Hudson, Julie. "Why Try to Quantify the Unquantifiable?" UBS Investment Research, April 11, 2005.

This report presents a new CSR framework, and in the process conducts a thoughtful and careful discussion of the importance of social factors in corporate financial results. The author argues that "when a firm makes changes in any of product strategy, financing decisions, governance, or social issues, it is likely that the cost (or risk) to the company of not taking action is perceived by the firm to be higher than the cost (or risk) of doing something. For companies, this suggests that there is a connection between at least some social issues and finance; in short, that social risk is business risk. [Therefore]...[p]otential corporate social liabilities should be viewed as a potential claim on the business, and therefore can be incorporated into standard valuation models, such as the enterprise value-added model."

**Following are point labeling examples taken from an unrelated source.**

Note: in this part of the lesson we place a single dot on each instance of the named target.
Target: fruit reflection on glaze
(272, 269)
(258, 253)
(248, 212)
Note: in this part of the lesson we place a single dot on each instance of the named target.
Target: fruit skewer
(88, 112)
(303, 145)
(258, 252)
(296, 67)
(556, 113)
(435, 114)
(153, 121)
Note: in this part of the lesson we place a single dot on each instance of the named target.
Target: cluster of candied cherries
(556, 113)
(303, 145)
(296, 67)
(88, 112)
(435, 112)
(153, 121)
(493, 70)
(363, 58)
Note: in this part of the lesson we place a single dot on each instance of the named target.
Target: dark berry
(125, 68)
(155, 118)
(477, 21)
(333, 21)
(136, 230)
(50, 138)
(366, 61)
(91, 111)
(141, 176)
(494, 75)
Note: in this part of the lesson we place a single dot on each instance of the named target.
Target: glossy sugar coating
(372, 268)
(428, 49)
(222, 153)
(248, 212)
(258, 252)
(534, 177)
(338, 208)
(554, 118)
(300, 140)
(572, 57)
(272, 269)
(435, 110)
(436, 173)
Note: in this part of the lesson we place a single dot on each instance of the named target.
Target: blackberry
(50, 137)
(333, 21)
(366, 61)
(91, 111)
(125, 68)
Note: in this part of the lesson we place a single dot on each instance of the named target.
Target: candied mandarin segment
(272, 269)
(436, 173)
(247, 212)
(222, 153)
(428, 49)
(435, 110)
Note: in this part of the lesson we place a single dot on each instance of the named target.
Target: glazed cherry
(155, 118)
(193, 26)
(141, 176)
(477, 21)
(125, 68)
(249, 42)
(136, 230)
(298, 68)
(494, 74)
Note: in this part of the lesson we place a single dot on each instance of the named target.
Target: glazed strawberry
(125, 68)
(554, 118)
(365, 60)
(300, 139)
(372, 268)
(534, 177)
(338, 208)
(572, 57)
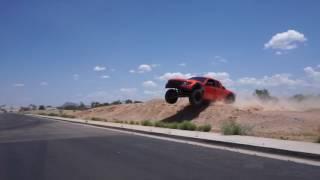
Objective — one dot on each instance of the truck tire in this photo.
(171, 96)
(230, 99)
(196, 97)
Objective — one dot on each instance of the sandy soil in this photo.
(283, 120)
(260, 119)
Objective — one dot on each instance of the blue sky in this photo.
(57, 51)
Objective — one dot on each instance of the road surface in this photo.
(35, 148)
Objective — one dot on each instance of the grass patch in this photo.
(146, 123)
(67, 116)
(172, 125)
(97, 119)
(231, 127)
(53, 114)
(204, 128)
(187, 125)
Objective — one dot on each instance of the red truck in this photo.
(199, 90)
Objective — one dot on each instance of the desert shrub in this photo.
(186, 125)
(67, 116)
(53, 114)
(97, 119)
(116, 102)
(231, 127)
(172, 125)
(160, 124)
(146, 123)
(41, 107)
(128, 101)
(204, 128)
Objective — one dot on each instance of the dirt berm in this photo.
(258, 120)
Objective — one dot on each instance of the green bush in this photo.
(97, 119)
(204, 128)
(172, 125)
(67, 116)
(231, 127)
(53, 114)
(186, 125)
(146, 123)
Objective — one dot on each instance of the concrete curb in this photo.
(310, 152)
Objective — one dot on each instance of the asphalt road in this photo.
(34, 148)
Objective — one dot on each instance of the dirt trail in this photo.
(262, 119)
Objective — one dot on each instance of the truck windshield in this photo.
(202, 79)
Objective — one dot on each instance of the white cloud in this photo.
(274, 80)
(224, 77)
(221, 59)
(182, 64)
(99, 68)
(312, 73)
(18, 85)
(128, 90)
(105, 77)
(144, 68)
(286, 40)
(44, 83)
(155, 93)
(76, 77)
(169, 75)
(149, 84)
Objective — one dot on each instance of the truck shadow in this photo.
(188, 113)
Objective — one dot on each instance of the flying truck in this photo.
(199, 90)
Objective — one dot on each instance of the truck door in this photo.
(209, 90)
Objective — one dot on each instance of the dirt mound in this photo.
(262, 119)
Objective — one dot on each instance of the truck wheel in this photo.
(171, 96)
(230, 99)
(195, 98)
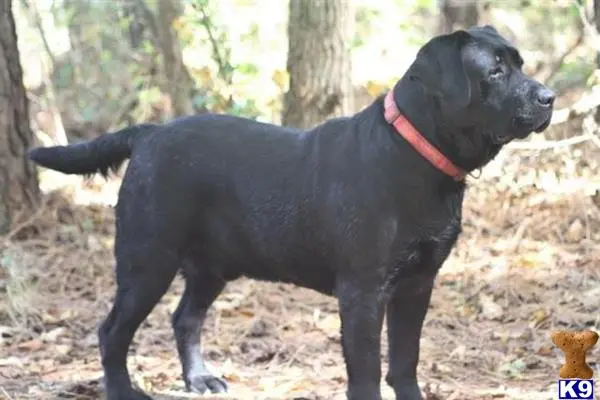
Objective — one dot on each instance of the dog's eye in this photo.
(496, 72)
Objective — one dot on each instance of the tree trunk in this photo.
(455, 14)
(18, 180)
(318, 62)
(179, 83)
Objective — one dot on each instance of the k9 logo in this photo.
(575, 389)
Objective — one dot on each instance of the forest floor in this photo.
(526, 264)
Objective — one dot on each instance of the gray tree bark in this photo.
(455, 14)
(179, 83)
(18, 180)
(318, 63)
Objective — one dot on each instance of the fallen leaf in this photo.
(575, 231)
(538, 317)
(54, 334)
(31, 345)
(513, 368)
(489, 308)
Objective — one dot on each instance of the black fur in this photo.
(348, 208)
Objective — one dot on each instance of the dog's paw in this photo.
(131, 394)
(201, 384)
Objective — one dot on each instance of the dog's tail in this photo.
(104, 153)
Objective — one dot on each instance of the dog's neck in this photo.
(464, 146)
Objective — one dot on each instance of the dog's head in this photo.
(477, 80)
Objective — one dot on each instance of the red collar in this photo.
(411, 134)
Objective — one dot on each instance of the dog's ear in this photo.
(439, 67)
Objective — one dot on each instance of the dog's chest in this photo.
(422, 247)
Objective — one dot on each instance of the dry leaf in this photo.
(575, 231)
(54, 334)
(31, 345)
(490, 309)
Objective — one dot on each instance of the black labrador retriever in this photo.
(365, 208)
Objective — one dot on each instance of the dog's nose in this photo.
(545, 96)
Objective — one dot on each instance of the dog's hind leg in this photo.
(201, 289)
(140, 285)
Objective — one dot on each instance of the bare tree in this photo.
(18, 180)
(179, 83)
(318, 61)
(457, 14)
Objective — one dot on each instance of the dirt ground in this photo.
(527, 263)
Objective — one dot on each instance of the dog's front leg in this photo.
(406, 312)
(361, 313)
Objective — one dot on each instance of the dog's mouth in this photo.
(523, 129)
(543, 126)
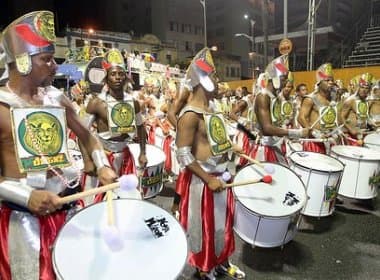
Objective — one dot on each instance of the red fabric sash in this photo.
(206, 258)
(168, 152)
(49, 228)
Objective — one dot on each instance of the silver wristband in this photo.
(184, 156)
(295, 133)
(138, 119)
(15, 192)
(100, 159)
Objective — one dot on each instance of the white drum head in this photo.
(80, 250)
(154, 154)
(372, 140)
(356, 152)
(283, 197)
(316, 161)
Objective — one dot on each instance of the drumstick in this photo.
(110, 212)
(126, 183)
(268, 169)
(266, 179)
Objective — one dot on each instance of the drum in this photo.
(151, 179)
(321, 175)
(361, 164)
(266, 215)
(153, 244)
(372, 141)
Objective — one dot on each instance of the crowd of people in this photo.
(200, 119)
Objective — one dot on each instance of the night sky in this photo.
(74, 13)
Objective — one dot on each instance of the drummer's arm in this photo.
(105, 174)
(304, 112)
(185, 138)
(346, 108)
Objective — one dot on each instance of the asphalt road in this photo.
(345, 245)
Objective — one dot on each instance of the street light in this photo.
(203, 3)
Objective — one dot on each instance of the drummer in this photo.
(355, 111)
(118, 117)
(319, 112)
(268, 115)
(30, 213)
(203, 144)
(374, 106)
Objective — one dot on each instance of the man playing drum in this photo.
(355, 111)
(117, 116)
(206, 209)
(268, 113)
(34, 161)
(318, 111)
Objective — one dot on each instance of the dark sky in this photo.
(75, 13)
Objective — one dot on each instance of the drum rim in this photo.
(58, 274)
(355, 158)
(269, 216)
(310, 168)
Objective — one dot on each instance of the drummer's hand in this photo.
(237, 149)
(305, 132)
(106, 175)
(143, 161)
(215, 184)
(43, 202)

The CSR framework has a three-part structure:

First, key issues are identified - the author views the 'triple bottom line' framework as a good place to start.

Second, the potential significance is assessed - "how much will people (the public, investors, company management and employees, regulatory bodies, lawyers) care about it?" At this stage a calculation may be made of "the financial value of damage done, or costs externalized."

Finally, the estimated financial impact is incorporated into standard valuation frameworks. The author recommends use of scenario analysis to capture the potential impact of liabilities.

The report concludes with examples of the implementation of this framework in specific industries. This is the most comprehensive attempt we have seen to date to incorporate social factors into a sell-side valuation framework.